Synopsis of the three core elements
The Complementary Management Model includes four implementation elements: management unit design, management routines, management instruments and management resources. The systematic relationship can be summarized as follows: Managers fulfil management tasks (e.g., performance feedback) using management routines (e.g., interviews), apply management instruments (e.g., work schedules), require management resources (e.g., business information), and do all this on the basis of the management unit structure (e.g., the design of their job).
The management routines, understood as concrete activities, serve as a way to implement the management tasks. For example, performance feedback is initially only an abstract task that must be implemented in regular employee dialogs, among other things. A distinction must be made between annual routines (e.g., annual employee reviews), continuous routines (e.g., weekly work dialogs) and on-demand routines (e.g., crisis interventions or hiring projects). The theoretical basis of this element of the management model is the established construct of organizational routines. Those for whom the term has a negative connotation (in the sense of getting stuck in a rut) may replace it with “management activities”. Organizations should clearly define which management routines are to be performed, which actors are involved, and what the frameworks are. The shares each actor has in the routines add up to the totality of their people management activities. This puts management responsibilities into very concrete terms: Has an actor actually carried out the routines incumbent upon him or her and thereby achieved the defined management tasks? If, for example, a line manager does not conduct regular work dialogs, he or she is simply neglecting his or her professional duties.
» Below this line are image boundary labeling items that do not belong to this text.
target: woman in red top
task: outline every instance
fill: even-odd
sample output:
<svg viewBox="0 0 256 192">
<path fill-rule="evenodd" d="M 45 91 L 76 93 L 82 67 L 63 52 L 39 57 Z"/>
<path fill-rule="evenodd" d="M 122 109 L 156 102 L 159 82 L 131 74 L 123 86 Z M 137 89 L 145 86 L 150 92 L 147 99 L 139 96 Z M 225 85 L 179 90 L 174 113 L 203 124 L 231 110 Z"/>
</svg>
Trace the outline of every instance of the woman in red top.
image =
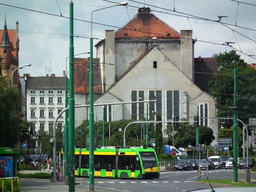
<svg viewBox="0 0 256 192">
<path fill-rule="evenodd" d="M 50 160 L 49 159 L 49 157 L 47 157 L 47 172 L 50 172 L 49 171 L 49 168 L 50 168 Z"/>
</svg>

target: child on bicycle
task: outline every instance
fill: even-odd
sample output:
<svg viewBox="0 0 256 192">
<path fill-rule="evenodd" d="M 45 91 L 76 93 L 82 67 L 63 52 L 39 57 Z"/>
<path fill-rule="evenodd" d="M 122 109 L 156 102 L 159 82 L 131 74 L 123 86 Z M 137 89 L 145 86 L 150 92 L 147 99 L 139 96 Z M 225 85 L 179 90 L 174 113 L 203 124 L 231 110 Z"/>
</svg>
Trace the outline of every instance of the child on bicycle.
<svg viewBox="0 0 256 192">
<path fill-rule="evenodd" d="M 61 173 L 60 173 L 60 169 L 59 168 L 58 169 L 58 175 L 59 176 L 59 181 L 61 181 Z"/>
</svg>

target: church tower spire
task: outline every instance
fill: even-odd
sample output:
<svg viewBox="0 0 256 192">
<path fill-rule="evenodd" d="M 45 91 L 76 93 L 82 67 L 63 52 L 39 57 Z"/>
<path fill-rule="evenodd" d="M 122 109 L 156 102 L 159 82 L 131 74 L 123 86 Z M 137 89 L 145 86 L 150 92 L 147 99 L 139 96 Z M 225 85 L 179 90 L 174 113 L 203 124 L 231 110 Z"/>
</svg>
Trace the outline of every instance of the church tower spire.
<svg viewBox="0 0 256 192">
<path fill-rule="evenodd" d="M 8 71 L 10 69 L 11 63 L 11 45 L 8 35 L 6 15 L 5 16 L 5 24 L 4 25 L 3 38 L 1 44 L 0 45 L 0 50 L 1 55 L 2 58 L 2 67 L 4 73 L 6 73 L 7 75 L 8 73 Z"/>
</svg>

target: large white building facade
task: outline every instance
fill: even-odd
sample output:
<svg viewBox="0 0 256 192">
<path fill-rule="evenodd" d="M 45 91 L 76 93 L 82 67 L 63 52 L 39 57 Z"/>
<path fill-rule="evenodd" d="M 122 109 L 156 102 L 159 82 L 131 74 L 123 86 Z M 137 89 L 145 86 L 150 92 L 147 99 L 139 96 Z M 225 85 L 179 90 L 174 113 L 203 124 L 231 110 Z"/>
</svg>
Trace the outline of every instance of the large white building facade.
<svg viewBox="0 0 256 192">
<path fill-rule="evenodd" d="M 105 31 L 105 38 L 95 45 L 99 59 L 97 72 L 100 72 L 101 78 L 97 81 L 101 86 L 96 87 L 98 95 L 95 95 L 94 103 L 147 100 L 155 97 L 157 101 L 149 103 L 150 121 L 154 120 L 152 111 L 161 114 L 163 121 L 171 120 L 173 115 L 193 121 L 198 106 L 200 125 L 213 130 L 216 139 L 212 143 L 214 145 L 217 143 L 218 120 L 208 117 L 215 116 L 215 101 L 195 84 L 195 76 L 200 75 L 195 72 L 196 41 L 192 38 L 192 31 L 179 32 L 150 12 L 148 8 L 139 9 L 122 28 L 115 32 Z M 206 67 L 200 67 L 201 73 Z M 207 79 L 197 79 L 207 84 Z M 94 83 L 95 89 L 95 80 Z M 83 102 L 86 102 L 75 100 L 76 103 Z M 80 115 L 84 114 L 84 119 L 88 118 L 87 110 L 80 112 Z M 102 106 L 94 108 L 95 120 L 102 119 L 104 114 L 107 121 L 138 121 L 147 113 L 145 103 L 110 104 L 103 110 L 102 113 Z M 163 123 L 163 129 L 166 125 Z"/>
<path fill-rule="evenodd" d="M 36 135 L 39 129 L 52 131 L 57 116 L 65 108 L 65 77 L 52 74 L 46 77 L 26 75 L 26 78 L 27 120 L 32 123 Z M 57 126 L 63 127 L 65 122 L 63 114 Z"/>
</svg>

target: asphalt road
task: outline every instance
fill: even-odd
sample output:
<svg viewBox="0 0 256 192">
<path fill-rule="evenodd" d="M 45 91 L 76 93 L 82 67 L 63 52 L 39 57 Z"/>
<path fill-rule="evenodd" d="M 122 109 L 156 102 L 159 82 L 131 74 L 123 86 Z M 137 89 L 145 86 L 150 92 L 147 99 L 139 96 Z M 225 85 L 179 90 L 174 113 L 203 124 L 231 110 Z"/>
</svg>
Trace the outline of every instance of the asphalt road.
<svg viewBox="0 0 256 192">
<path fill-rule="evenodd" d="M 239 171 L 239 179 L 245 178 L 244 171 Z M 173 171 L 161 172 L 159 179 L 152 180 L 120 179 L 106 178 L 95 178 L 95 191 L 107 192 L 177 192 L 202 187 L 209 187 L 208 183 L 198 183 L 194 182 L 197 179 L 197 171 Z M 201 178 L 206 178 L 203 172 L 201 172 Z M 210 179 L 232 179 L 232 169 L 222 169 L 209 171 Z M 256 178 L 256 173 L 251 173 L 251 178 Z M 20 179 L 21 191 L 26 192 L 45 192 L 69 191 L 68 184 L 65 183 L 51 183 L 49 179 Z M 89 178 L 77 178 L 75 186 L 76 191 L 89 191 Z M 214 188 L 223 186 L 214 186 Z"/>
</svg>

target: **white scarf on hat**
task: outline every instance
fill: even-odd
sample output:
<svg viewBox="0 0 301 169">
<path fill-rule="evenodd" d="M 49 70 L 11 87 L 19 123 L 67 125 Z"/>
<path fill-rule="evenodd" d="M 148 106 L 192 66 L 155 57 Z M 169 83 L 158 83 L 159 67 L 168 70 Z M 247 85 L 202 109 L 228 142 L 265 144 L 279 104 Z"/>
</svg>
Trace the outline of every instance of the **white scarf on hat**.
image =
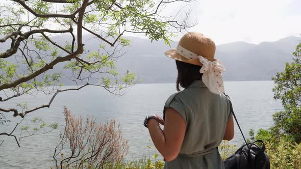
<svg viewBox="0 0 301 169">
<path fill-rule="evenodd" d="M 203 73 L 202 80 L 204 84 L 213 93 L 219 95 L 224 93 L 222 72 L 225 71 L 225 69 L 220 61 L 209 61 L 204 57 L 190 51 L 179 44 L 178 45 L 175 50 L 178 53 L 189 60 L 198 59 L 199 62 L 203 65 L 199 70 L 199 73 Z"/>
</svg>

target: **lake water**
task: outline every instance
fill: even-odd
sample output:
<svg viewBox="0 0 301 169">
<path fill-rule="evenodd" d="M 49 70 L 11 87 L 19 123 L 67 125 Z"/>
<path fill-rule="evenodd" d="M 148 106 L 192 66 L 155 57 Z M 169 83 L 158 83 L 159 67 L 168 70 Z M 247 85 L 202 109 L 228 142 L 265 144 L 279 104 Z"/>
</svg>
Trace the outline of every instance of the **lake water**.
<svg viewBox="0 0 301 169">
<path fill-rule="evenodd" d="M 226 93 L 232 100 L 234 109 L 245 136 L 250 128 L 257 131 L 267 129 L 272 125 L 272 115 L 283 109 L 279 101 L 273 99 L 272 81 L 225 82 Z M 139 84 L 127 90 L 122 97 L 109 94 L 100 88 L 88 87 L 80 91 L 68 91 L 59 94 L 50 108 L 44 108 L 29 114 L 22 125 L 29 124 L 34 117 L 43 118 L 47 123 L 57 122 L 64 124 L 63 107 L 66 105 L 76 115 L 93 115 L 97 120 L 106 122 L 115 119 L 121 125 L 124 137 L 129 141 L 130 151 L 126 159 L 141 158 L 148 153 L 149 144 L 148 130 L 142 124 L 146 115 L 162 115 L 166 100 L 176 92 L 174 83 Z M 9 104 L 1 103 L 1 107 L 13 107 L 16 103 L 29 101 L 30 108 L 49 101 L 49 97 L 22 96 L 13 99 Z M 0 132 L 10 132 L 12 126 L 21 118 L 13 118 L 6 114 L 11 123 L 0 126 Z M 237 126 L 235 135 L 231 142 L 240 145 L 242 137 Z M 17 133 L 17 132 L 16 132 Z M 1 136 L 5 140 L 0 147 L 0 168 L 49 168 L 54 148 L 59 139 L 58 131 L 24 138 L 18 148 L 13 137 Z M 151 152 L 155 152 L 153 146 Z"/>
</svg>

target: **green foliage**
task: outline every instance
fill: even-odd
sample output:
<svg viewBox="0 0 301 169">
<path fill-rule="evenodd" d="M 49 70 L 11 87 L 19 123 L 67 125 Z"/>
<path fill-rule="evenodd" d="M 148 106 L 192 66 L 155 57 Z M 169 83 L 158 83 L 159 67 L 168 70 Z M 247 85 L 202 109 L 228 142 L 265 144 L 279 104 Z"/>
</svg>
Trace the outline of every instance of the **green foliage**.
<svg viewBox="0 0 301 169">
<path fill-rule="evenodd" d="M 19 140 L 34 135 L 46 134 L 57 129 L 58 127 L 58 123 L 48 124 L 45 123 L 42 118 L 34 118 L 30 121 L 29 124 L 19 127 L 21 132 L 19 136 Z"/>
<path fill-rule="evenodd" d="M 265 145 L 271 168 L 300 168 L 301 143 L 291 143 L 281 139 L 277 143 L 267 141 Z"/>
<path fill-rule="evenodd" d="M 229 142 L 222 140 L 221 144 L 218 146 L 218 152 L 223 160 L 229 157 L 237 149 L 235 145 L 230 145 Z"/>
<path fill-rule="evenodd" d="M 285 110 L 273 116 L 275 130 L 301 142 L 301 43 L 293 53 L 293 62 L 287 63 L 284 71 L 272 79 L 275 99 L 281 99 Z"/>
</svg>

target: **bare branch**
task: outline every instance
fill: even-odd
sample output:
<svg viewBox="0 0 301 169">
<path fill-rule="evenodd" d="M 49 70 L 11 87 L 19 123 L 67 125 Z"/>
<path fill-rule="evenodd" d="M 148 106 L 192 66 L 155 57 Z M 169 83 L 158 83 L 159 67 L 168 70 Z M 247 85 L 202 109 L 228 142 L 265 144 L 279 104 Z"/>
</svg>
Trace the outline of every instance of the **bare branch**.
<svg viewBox="0 0 301 169">
<path fill-rule="evenodd" d="M 1 110 L 1 108 L 0 108 L 0 110 Z M 16 137 L 15 135 L 12 134 L 13 133 L 13 132 L 14 132 L 14 131 L 15 131 L 15 130 L 16 129 L 16 128 L 17 128 L 17 126 L 18 126 L 18 125 L 19 125 L 19 123 L 17 123 L 16 126 L 15 126 L 15 128 L 12 131 L 12 132 L 10 132 L 10 133 L 8 134 L 6 132 L 1 133 L 0 133 L 0 135 L 6 135 L 7 136 L 12 136 L 13 137 L 15 137 L 15 139 L 16 139 L 16 142 L 17 142 L 17 144 L 18 144 L 18 146 L 19 147 L 21 147 L 20 146 L 20 144 L 19 144 L 19 142 L 18 142 L 18 139 L 17 139 L 17 137 Z M 2 143 L 1 144 L 2 144 Z"/>
</svg>

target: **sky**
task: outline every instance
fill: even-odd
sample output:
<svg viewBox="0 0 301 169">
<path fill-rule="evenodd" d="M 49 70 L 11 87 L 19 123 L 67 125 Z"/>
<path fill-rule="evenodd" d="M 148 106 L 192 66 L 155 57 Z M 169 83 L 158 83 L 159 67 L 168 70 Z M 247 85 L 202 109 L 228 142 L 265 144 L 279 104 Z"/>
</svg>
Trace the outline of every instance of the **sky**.
<svg viewBox="0 0 301 169">
<path fill-rule="evenodd" d="M 161 14 L 174 15 L 183 5 L 168 3 Z M 196 0 L 191 5 L 189 19 L 197 24 L 188 31 L 203 33 L 216 44 L 236 41 L 259 44 L 301 36 L 301 0 Z M 173 40 L 178 41 L 183 33 Z M 145 38 L 143 35 L 126 35 Z"/>
<path fill-rule="evenodd" d="M 301 35 L 300 0 L 197 1 L 189 31 L 210 37 L 217 44 L 235 41 L 258 44 Z M 181 37 L 181 36 L 179 36 Z"/>
</svg>

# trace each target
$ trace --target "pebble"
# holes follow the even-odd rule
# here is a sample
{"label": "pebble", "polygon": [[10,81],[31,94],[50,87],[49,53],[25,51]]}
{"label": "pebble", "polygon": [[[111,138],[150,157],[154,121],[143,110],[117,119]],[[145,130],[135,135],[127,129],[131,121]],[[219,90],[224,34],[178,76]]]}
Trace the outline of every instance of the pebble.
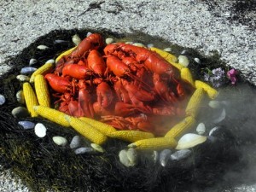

Within the framework of management routines, management actors use the management instruments available in their respective companies. These are formalized tools that support employee management and leadership, in particular, rules, systems, programs and forms. The conceptual differentiation between routines and instruments has significant implications. Leadership and management are not exercised through the instrument (e.g., a salary system or appraisal procedure), but always through its specific application. Good instruments are sometimes devalued by their inadequate use in everyday management. Conversely, dysfunctional and poorly designed HR instruments can be relativized in the course of their application and misguided decisions can be avoided – a question of management quality and certainly also a question of the internal distribution of roles. Above all, however, it becomes clear that HR instruments must be designed in such a way that they effectively support day-to-day people management and leadership.
In the Complementary Management Model, the implementation element of management resources represents a purely pragmatically reasoned selection of management prerequisites critical to success. In practice, leadership and management often fail because of four essential problematic resources – so much so that it is worth highlighting them prominently by means of a separate element. First: the working time required to perform management routines, which many leaders do not have or do not take. Second, management competencies are required. These consist of action competencies (i.e., skills to successfully perform management routines), which in turn are based on non-managerial elemental competencies (e.g., communication, analysis, assessment, decision-making). Third, management actors need comprehensive directional and situational information. And finally, holistic management feedback is required. All four resources are necessary to enable effective people management and leadership in the first place.
Management Unit Design
The management unit design encompasses the organizational structures in which the various management actors are integrated. This relates to the structure and hierarchical integration of the organizational units involved in people management and leadership (jobs, groups, departments, divisions, etc.). However, the distribution of tasks among the actors and their respective powers are also connected with it. The general principles of organizational science form the theoretical basis here. The management unit design, like the other elements of the model, does not represent a sub-area of leadership, but provides a special perspective on leadership and management. Thus, it cannot be considered separately from the overall model. Influencing processes certainly take place without permanent management structures, but this has little to do with systematic organizational leadership and management. The Complementary Management Model leaves room for different distributions of tasks among the actors, but its elements provide a rough structural framework. For example, a human resources department that refuses to accept compensatory “HR co-management” would not be compatible with the model. The same applies to management positions without disciplinary authority or with an overstretched management span. Functioning people management and leadership requires a functional management unit design.